In this months letter, Bishop Mike argues the way the world around us measures our value is actually devaluing and reminds us of where our true value comes from and lies.
Maria Millers first speech as Culture Secretary delivered now some weeks ago will certainly be remembered. Her thesis on the basis of current thinking in a recession was simple and, in a way, understandable. It was this: judgements about which art should be Government sponsored (and, by implication, which should not be sponsored) should be made on the grounds of the economic potential of the art in question.
This of course is indicative of a wider trend in our rapidly changing culture. For we are drifting towards a world where people, ideas and institutions are increasingly valued only in terms of their potential cash value. We should have some sympathy with the Culture Secretary at one level. With a limited pot of money available in a troubled economy, there is a kind of logic to sponsoring those facets of art and culture which will generate more money to put into the pot.
The longer term danger of this, however, is that we stop believing that art for arts sake or education for educations sake is a good thing. Of course, there is the irritation we can feel about sponsorship money only being used for art, drama and opera that appeals to a few elite people. There is the kind of modern art that infuriates people. However, it must be debatable whether the best source of inspiration for an artist of any kind is simply the economic outcome of their creations.

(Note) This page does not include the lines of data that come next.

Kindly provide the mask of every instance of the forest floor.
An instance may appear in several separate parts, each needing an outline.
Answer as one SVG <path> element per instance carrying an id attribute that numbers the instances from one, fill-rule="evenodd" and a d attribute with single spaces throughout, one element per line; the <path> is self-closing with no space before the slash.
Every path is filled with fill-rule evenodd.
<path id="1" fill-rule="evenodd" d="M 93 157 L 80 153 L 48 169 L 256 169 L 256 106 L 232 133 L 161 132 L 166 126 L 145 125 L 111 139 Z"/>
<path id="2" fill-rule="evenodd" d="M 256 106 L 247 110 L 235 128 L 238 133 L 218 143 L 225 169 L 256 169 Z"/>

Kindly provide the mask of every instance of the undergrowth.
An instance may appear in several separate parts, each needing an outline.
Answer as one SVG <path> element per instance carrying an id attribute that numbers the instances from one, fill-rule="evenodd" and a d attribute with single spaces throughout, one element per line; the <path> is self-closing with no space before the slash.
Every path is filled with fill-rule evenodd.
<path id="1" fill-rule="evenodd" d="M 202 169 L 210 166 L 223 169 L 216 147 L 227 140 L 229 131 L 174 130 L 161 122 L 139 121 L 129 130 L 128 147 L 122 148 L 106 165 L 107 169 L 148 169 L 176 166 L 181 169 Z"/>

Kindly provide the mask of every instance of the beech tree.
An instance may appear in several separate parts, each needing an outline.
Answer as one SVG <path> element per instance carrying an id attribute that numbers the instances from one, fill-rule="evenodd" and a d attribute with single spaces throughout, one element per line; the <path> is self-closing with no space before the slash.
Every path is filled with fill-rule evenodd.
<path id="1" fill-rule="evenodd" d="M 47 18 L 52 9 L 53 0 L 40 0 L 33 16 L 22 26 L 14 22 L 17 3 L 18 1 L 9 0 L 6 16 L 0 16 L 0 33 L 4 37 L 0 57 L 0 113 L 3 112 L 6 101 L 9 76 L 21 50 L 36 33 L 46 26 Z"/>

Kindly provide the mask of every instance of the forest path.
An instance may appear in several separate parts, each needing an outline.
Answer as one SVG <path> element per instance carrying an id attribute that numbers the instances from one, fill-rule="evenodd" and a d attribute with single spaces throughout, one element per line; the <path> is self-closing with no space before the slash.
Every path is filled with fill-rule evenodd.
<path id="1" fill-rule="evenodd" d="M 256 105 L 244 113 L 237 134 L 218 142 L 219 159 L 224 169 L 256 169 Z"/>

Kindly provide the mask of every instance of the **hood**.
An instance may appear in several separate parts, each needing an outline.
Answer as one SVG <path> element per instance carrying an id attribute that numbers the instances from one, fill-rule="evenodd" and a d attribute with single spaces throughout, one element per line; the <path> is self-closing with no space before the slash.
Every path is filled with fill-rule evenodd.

I doubt that Michelangelo when painstakingly painting the roof of the Sistine Chapel thought that one day millions of people, having paid muchos euros would file through to admire his work.
Already people experience our education system as one that is tilted towards economic outcomes, efficiently turning out people with bits of paper that will be exchanged for fat salaries. Indeed, the whole idea of students having to pay their own fees is a product of this thinking. Your university education must now be thought of as an economic investment for the future and no longer a place simply to have your mind stretched for the sake of learning. Intellectual capital is now exclusively valued in terms of its cash value.
This, in the end, will create the kind of society that we are inexorably drifting towards. One where people and the results of their God-given creativity are valued only in terms of their economic potential. Even our benefit system has been re-crafted so it doesnt penalize just those who wont work, but also those who really genuinely cant work and those who have low paid work.
Of course my point is not that wanting to achieve is a bad thing. It focuses human endeavour to enable some people to do great things. The point is that if we only value people in terms of their cash value or their attainment, a lot of people will feel undervalued and disempowered.
The Bible suggests that our value as human beings is intrinsic because we are God's creation. We are says St Paul (Eph. 2:10) God's poiema, his workmanship (in the Living Bible his masterpiece). The suggestion here is that we are very simply of intrinsic value to the God who made us, the God who loves us and the God who remarkably demonstrated His love by sending His Son to a Cross that we might be redeemed.
Little wonder that in a world which has lost any sense of the God's workmanship has to revert to other ways of measuring human value. The problem is that in the end the worldly assessment of value is actually very devaluing. We learn our true worth in the light of Him who made us and who loves us so lets thank God for that. You are His masterpiece!